Now Hannah made a vague sound of sympathy. “A loss to the chapel,” she suggested.

“Well”⁠—Mrs. Gibson, who had been growing drowsy over the fire and her reminiscences, tried to sit more upright and her voice was almost a whisper⁠—“well, I don’t know about that. People used to say things. She was never at the Sunday evening service, and that didn’t look well, did it?”

“Tired of hearing him talk, perhaps.”

“That might have been it,” Mrs. Gibson said with unexpected tolerance. “A wife feels different to anybody else. But at the sewing-meeting, now and then, she’d be funny rather. Absentminded,” she added, triumphant at finding the right word.

“Thinking of him,” Hannah suggested again.

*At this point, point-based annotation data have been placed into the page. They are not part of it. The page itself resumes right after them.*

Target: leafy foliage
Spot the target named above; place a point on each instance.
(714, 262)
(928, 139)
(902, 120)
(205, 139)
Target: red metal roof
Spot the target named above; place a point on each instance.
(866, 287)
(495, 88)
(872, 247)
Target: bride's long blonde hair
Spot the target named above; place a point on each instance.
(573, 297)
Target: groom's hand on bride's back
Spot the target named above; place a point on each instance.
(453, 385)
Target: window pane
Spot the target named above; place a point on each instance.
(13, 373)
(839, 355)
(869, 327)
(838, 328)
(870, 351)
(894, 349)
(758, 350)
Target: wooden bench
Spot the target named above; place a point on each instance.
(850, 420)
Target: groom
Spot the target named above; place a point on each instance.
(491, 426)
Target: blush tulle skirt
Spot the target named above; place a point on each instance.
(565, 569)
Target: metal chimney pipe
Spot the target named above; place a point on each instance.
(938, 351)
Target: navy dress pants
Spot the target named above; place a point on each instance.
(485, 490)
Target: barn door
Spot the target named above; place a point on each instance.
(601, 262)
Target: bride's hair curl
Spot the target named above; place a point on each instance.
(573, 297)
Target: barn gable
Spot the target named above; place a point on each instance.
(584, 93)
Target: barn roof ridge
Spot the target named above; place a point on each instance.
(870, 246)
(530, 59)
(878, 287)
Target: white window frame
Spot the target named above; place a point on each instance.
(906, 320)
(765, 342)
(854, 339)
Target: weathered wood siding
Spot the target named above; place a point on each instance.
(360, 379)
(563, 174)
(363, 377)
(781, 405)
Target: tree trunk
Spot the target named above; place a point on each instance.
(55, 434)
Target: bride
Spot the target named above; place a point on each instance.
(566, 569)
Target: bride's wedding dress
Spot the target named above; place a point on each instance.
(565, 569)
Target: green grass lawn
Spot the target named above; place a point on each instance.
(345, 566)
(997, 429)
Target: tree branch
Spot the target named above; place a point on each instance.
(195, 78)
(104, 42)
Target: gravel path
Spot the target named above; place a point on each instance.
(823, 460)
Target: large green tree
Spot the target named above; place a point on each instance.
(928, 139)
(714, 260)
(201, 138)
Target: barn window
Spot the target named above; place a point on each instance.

“Ah, now, you can’t have it both ways!” Mrs. Gibson cried cunningly.

“No, but you can think in heaps of them,” Hannah said, and she gave her nose the twist which could mean disgust or a bitter kind of satisfaction.

Mrs. Gibson wisely ignored these possibilities. “And then, he’d come in and give us a look round, as cheery as you could want.”

“I know,” said Hannah.

“And laugh! He was full of his jokes.”

“I know,” Hannah repeated grimly. How was she going to meet those jokes, or were they less frequent in the family circle? She was convinced that his wife had hated him, and while Mrs. Gibson rambled on, Hannah was either gazing into a future full of dislike for that hearty man or reconstructing the married misery of Mrs. Corder.

“How I’ve been talking!” Mrs. Gibson said at last. “And you haven’t told me what I’m to do about Mr. Blenkinsop.”

“Tell him he ought to be ashamed of himself,” Hannah said, rising from the hearthrug, and she went away, leaving Mrs. Gibson disappointed, for the first time, in the resourcefulness of Miss Mole.